The trial court went on to discuss generally appellant’s right to appeal and the trial court’s authority to impose conditions of probation.  Appellant filed a motion for new trial on April 30, 2009.  He filed his notice of appeal on July 29, 2009.

            On November 17, 2009, the Clerk of this Court sent to appellant a letter alerting him to the possible defect in our jurisdiction over this matter and inviting a response to the possible defect.  Appellant did not file a response.

 

Analysis

            A timely notice of appeal is necessary to invoke a court of appeals’s jurisdiction.  Olivo v. State, 918 S.W.2d 519, 522 (Tex.Crim.App. 1996).  In the absence of a timely-filed notice of appeal that complies with the requirements of the Texas Rules of Appellate Procedure, a court of appeals does not obtain jurisdiction to address the merits of the appeal in a criminal case and can take no action other than to dismiss the appeal.  Slaton v. State, 981 S.W.2d 208, 210 (Tex.Crim.App. 1998); O'Conner v. State, 266 S.W.3d 575, 577 (Tex.App.—Amarillo 2008, pet. ref’d).

            Generally, in a direct appeal from a judgment of conviction, we begin our calculation of the time in which an appellant may file a notice of appeal from “the day sentence is imposed or suspended in open court,” not the day the written judgment was signed or filed.  See Tex. R. App. P. 26.2(a)(2); Rodarte v. State, 860 S.W.2d 108, 109–10 (Tex.Crim.App. 1993); O'Conner, 266 S.W.3d at 577–78.  Here, the trial court imposed sentence in open court on April 1, 2009.[2] 

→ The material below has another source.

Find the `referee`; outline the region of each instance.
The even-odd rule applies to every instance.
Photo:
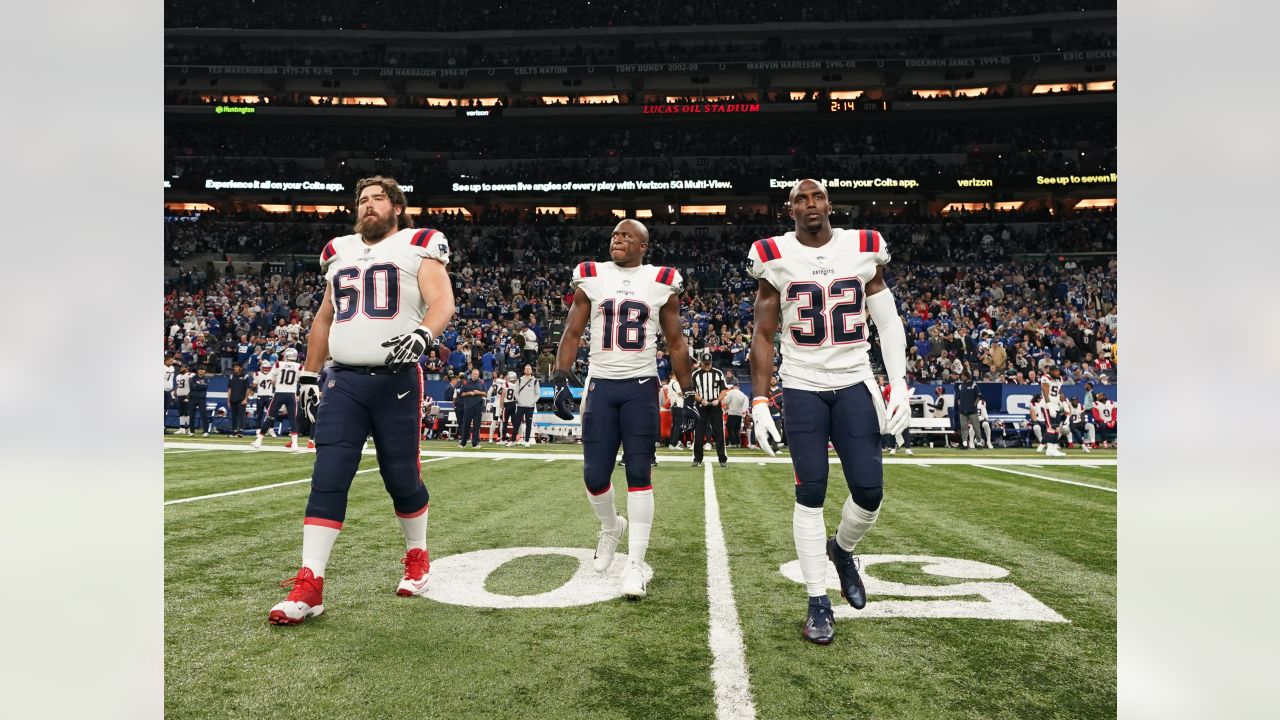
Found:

            Because he timely filed a motion for new trial, appellant had ninety days after the day sentence was imposed in open court to file his notice of appeal.  See Tex. R. App. P. 21.4, 26.2(a)(2).  Appellant, therefore, had until June 30, 2009, to file his notice of appeal.  He filed his notice of appeal on July 29, 2009, well past both the deadline for filing his notice of appeal and the time in which he could have sought an extension of time in which to file a notice of appeal.  See Tex. R. App. P. 26.3.  Hence, this appeal is untimely, and we are without jurisdiction to hear it.

Conclusion

            Having concluded that appellant’s notice of appeal was not timely filed and was, therefore, ineffective to invoke our jurisdiction over this appeal, we dismiss his appeal for want of jurisdiction.  We, accordingly, deny as moot appellant’s motion seeking leave to supplement the reporter’s record.

 

                                                                                                Mackey K. Hancock

                                                                                                            Justice

 

Do not publish.  



[1] See Tex. Penal Code Ann. § 49.04 (Vernon 2003).

[2] Though neither party has addressed the issue of jurisdiction in briefing to this Court, we note that appellant does not raise any issue concerning the imposition of conditions of probation, a task which appears to have been completed several days after oral pronouncement of sentence.  See Bailey v. State, 160 S.W.3d 11 (Tex.Crim.App. 2004).  This appeal arises from an “ordinary” appellate context; appellant challenges his conviction and sentence and raises one issue regarding the propriety of the trial court’s denial of his motion for mistrial made in response to the State’s improper jury argument.  See O'Conner, 266 S.W.3d at 578.